Tony Cai, Dorothy Silberberg Professor of Statistics at the Wharton School of the University of Pennsylvania
Email: tcai@wharton.upenn.edu
Web: http://stat.wharton.upenn.edu/~tcai/Biosketch.html

Ming Yuan, Professor, Department of Statistics, University of Wisconsin-Madison
Email: myuan@stat.wisc.edu
Web: http://www.stat.wisc.edu/~myuan/Site/Welcome.html

Basic Information

Credit:2
Credit Hour:32
Time:14:00-17:40, July 8, July 10, July 12; 08:00-11:40, July 9, July 11, July 13 (Week 20)
Classroom:Room 601, Zhiyuan College, Pao Yue-Kong Library, SJTU
Course Code:MA346

Outline

This course will cover high-dimensional statistical inference with the focus on the recovery of high dimensional sparse signals and the estimation of large matrices. These and other related problems have attracted much recent interest in a range of fields including statistics, applied mathematics and electrical engineering. We will discuss in detail the penalized and constrainedl1minimization methods and give a unified and elementary analysis on sparse signal recovery in three settings: noiseless, bounded noise and Gaussian noise. This course will also present the latest results on optimal estimation of large covariance/precision matrices.
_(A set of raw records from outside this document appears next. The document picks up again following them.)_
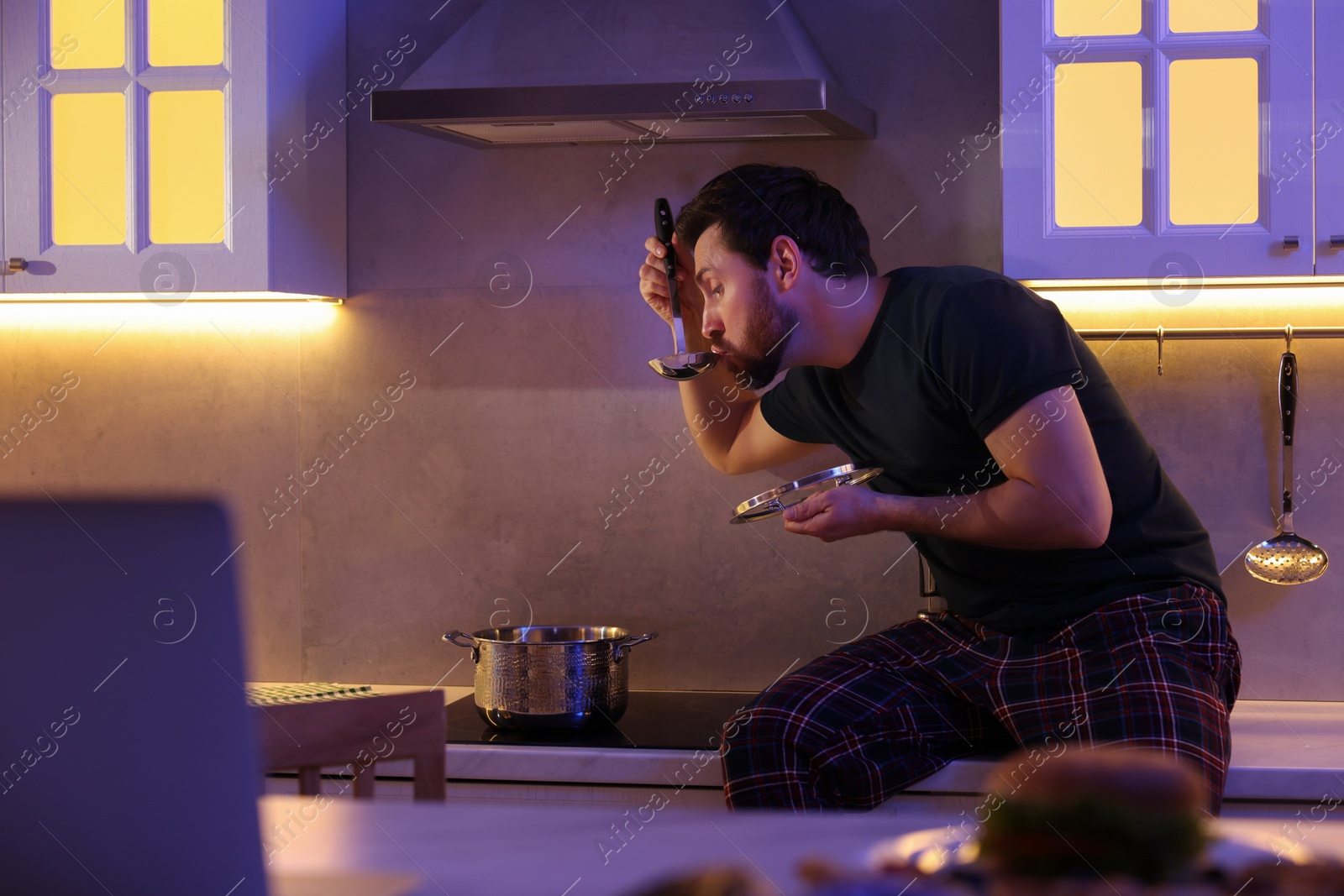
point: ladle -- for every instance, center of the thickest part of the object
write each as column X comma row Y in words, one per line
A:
column 680, row 364
column 1287, row 558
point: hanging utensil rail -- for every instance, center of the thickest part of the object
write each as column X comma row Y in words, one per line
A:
column 1214, row 332
column 1163, row 333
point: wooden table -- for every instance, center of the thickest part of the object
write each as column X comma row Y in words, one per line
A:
column 470, row 849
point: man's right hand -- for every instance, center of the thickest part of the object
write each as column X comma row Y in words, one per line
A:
column 654, row 285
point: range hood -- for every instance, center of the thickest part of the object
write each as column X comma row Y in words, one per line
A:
column 602, row 71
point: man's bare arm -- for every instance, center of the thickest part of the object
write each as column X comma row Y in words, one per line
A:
column 1055, row 495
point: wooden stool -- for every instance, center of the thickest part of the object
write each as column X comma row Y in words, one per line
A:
column 356, row 732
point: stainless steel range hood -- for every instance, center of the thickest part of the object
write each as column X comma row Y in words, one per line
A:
column 602, row 71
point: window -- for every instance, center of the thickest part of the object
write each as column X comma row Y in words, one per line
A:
column 136, row 123
column 1151, row 132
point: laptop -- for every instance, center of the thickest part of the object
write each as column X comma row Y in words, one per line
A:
column 128, row 762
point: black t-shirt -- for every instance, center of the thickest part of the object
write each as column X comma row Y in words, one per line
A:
column 952, row 354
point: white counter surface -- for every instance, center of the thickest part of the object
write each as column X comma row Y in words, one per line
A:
column 1281, row 752
column 564, row 851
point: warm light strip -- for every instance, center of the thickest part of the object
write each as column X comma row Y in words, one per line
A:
column 1189, row 305
column 188, row 317
column 167, row 298
column 1210, row 282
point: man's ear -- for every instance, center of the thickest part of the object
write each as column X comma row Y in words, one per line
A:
column 790, row 261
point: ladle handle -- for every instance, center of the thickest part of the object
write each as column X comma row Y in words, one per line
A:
column 1288, row 417
column 663, row 230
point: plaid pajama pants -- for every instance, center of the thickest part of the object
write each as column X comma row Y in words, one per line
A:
column 857, row 726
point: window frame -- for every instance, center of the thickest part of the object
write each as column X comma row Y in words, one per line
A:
column 1038, row 249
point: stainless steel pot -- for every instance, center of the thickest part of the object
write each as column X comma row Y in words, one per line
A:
column 531, row 678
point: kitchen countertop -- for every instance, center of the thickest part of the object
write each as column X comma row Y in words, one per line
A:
column 1283, row 750
column 575, row 851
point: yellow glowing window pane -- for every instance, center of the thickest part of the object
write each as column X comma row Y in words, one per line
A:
column 1214, row 141
column 1099, row 144
column 87, row 34
column 1213, row 15
column 1099, row 16
column 186, row 33
column 186, row 167
column 87, row 168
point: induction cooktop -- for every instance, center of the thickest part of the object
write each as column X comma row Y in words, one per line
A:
column 652, row 720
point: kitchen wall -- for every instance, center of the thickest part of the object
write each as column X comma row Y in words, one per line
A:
column 495, row 490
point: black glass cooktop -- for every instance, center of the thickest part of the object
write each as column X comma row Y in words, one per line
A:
column 652, row 720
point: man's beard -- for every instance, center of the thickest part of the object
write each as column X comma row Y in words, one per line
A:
column 769, row 329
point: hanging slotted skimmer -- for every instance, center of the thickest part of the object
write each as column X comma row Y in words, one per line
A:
column 1287, row 558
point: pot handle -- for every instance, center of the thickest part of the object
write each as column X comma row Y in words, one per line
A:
column 629, row 641
column 452, row 637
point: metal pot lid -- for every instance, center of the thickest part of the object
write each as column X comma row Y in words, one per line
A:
column 774, row 501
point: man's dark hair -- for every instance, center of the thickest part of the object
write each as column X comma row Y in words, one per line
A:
column 756, row 203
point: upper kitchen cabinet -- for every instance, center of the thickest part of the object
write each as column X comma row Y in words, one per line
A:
column 1146, row 139
column 174, row 145
column 1324, row 143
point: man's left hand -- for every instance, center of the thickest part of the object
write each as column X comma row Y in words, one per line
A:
column 837, row 513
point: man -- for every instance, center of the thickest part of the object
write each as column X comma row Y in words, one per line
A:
column 1085, row 605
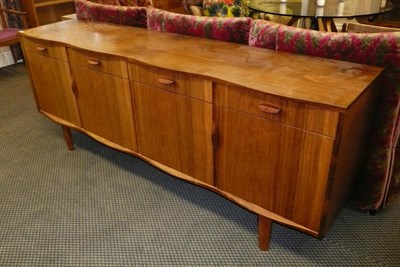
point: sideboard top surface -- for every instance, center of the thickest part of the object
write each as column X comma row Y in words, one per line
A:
column 305, row 78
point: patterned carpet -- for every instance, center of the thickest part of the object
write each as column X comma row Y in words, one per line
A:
column 98, row 207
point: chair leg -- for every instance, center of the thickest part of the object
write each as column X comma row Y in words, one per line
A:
column 264, row 232
column 68, row 137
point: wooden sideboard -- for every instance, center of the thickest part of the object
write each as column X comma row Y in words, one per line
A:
column 279, row 134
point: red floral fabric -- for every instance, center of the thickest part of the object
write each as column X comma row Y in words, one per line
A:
column 263, row 33
column 380, row 49
column 224, row 29
column 106, row 2
column 131, row 16
column 136, row 2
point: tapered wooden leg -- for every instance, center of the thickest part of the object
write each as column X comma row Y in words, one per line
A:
column 68, row 137
column 264, row 232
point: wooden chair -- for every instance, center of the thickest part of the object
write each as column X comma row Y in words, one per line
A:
column 360, row 28
column 8, row 35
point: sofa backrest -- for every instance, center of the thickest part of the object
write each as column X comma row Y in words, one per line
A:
column 126, row 15
column 234, row 29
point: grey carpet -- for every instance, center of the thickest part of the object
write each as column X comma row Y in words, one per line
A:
column 99, row 207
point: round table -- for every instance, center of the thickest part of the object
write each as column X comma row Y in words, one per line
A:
column 322, row 15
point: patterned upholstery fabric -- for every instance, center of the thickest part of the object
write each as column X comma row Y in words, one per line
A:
column 131, row 16
column 106, row 2
column 224, row 29
column 135, row 2
column 263, row 33
column 225, row 8
column 380, row 49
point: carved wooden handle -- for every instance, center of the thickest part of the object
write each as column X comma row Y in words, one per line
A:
column 165, row 81
column 41, row 48
column 94, row 61
column 268, row 108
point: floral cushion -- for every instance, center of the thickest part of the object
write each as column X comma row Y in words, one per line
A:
column 106, row 2
column 223, row 29
column 263, row 33
column 135, row 2
column 131, row 16
column 225, row 8
column 380, row 49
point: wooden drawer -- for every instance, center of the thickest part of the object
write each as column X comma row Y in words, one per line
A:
column 48, row 49
column 302, row 115
column 100, row 62
column 185, row 84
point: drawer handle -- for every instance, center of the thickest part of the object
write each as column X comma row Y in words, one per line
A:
column 41, row 48
column 165, row 81
column 268, row 108
column 94, row 61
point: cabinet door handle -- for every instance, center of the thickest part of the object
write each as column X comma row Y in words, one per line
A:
column 165, row 81
column 93, row 61
column 41, row 48
column 268, row 108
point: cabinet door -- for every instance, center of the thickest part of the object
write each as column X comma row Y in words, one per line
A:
column 52, row 83
column 105, row 106
column 278, row 167
column 175, row 130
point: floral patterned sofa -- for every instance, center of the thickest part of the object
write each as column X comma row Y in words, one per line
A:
column 379, row 182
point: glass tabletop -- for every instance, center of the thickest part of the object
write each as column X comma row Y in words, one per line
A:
column 321, row 8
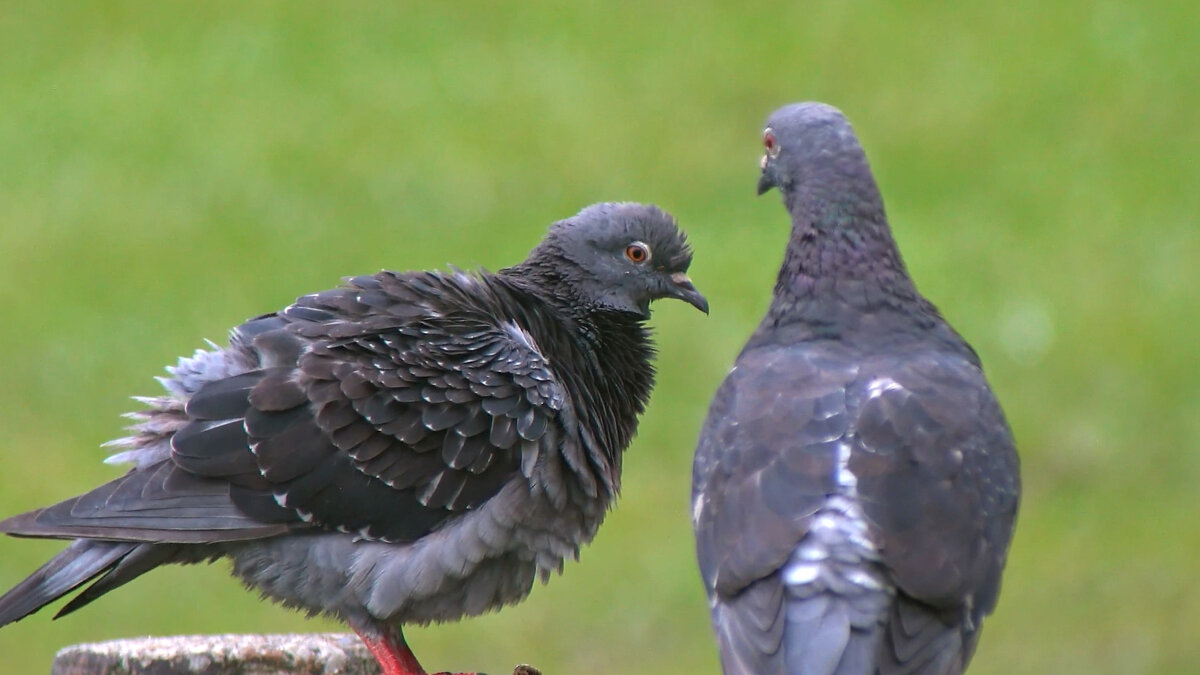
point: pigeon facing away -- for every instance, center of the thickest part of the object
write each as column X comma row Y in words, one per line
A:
column 856, row 484
column 409, row 448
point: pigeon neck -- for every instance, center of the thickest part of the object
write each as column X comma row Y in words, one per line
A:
column 841, row 260
column 612, row 354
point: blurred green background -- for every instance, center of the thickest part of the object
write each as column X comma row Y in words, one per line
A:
column 168, row 169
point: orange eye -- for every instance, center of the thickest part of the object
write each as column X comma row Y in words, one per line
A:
column 637, row 252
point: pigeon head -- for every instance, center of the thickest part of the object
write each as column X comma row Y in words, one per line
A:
column 811, row 155
column 621, row 257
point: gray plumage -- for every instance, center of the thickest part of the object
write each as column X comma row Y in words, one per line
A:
column 856, row 484
column 411, row 447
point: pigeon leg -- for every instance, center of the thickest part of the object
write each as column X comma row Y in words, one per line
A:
column 393, row 653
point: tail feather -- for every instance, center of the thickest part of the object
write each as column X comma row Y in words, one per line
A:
column 79, row 562
column 132, row 565
column 826, row 635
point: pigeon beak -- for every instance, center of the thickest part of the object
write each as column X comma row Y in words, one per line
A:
column 683, row 290
column 767, row 179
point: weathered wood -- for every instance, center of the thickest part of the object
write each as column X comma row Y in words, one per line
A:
column 319, row 653
column 305, row 653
More specially, the course will cover the following topics:

  1. Compressed sensing: recovery of sparse signals in the noiseless case;
  2. High-dimensional linear regression: LASSO, Dantzig Selector;
  3. Construction of compressed sensing matrices;
  4. Estimation of general matrices;
  5. Estimation of covariance matrices;
  6. Estimation of precision matrices.

Time permitting, high dimensional linear discriminant analysis will also be discussed at the end.